Raspberry Pinwheels Ingredients
Ingredients
1 ½ sticks unsalted butter, at room temperature, 8-oz bar cream cheese, at room temperature, 1/2 cup granulated sugar, 1/2 t. vanilla extract , 2 c. flour, plus more for the work surface , 1/2 c. seedless raspberry jam , 1 large egg, beaten, 2 T coarse sugar
Preparation
With an electric mixer, beat the butter, cream cheese, and granulated sugar until fluffy. Mix in the vanilla. Gradually add the flour, mixing until just incorporated.
Turn the dough onto a floured work surface and gently knead it 2 to 3 times, just to bring it together. Form the dough into two 1-inch-thick squares. Wrap in plastic wrap and refrigerate for 1 hour.
On a lightly floured piece of parchment, roll one of the dough squares into a 9-by-12-inch rectangle. Turn the dough onto a floured work surface and gently knead it 2 to 3 times, just to bring it together. Form the dough into two 1-inch-thick squares. Wrap in plastic wrap and refrigerate for 1 hour.

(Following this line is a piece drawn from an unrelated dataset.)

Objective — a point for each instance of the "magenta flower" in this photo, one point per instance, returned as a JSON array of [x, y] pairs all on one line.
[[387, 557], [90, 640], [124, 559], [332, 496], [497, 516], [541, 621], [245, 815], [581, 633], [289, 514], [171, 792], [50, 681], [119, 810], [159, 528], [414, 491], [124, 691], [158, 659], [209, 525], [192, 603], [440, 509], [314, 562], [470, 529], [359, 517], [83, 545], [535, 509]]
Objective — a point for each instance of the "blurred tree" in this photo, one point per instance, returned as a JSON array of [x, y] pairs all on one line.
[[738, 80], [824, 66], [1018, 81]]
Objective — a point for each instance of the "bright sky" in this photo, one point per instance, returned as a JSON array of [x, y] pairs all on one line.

Spread half the jam over the dough. Cut the dough crosswise into thirds, making three 9-by-4-inch rectangles.
Starting from the long side of each rectangle, roll into logs.
Wrap in wax paper and refrigerate until firm, 30 minutes. Repeat with the remaining dough.
Heat oven to 350° F. Slice the logs into 1-inch pieces and space 1 1/2 inches apart on parchment-lined baking sheets. Brush with the egg and sprinkle with coarse sugar.
Bake until golden, 20 to 25 minutes.
To Freeze: Instead of refrigerating the logs, freeze them for up to 2 months. To bake, follow the recipe instructions, cutting and baking the dough from frozen, and use the upper end of the time range.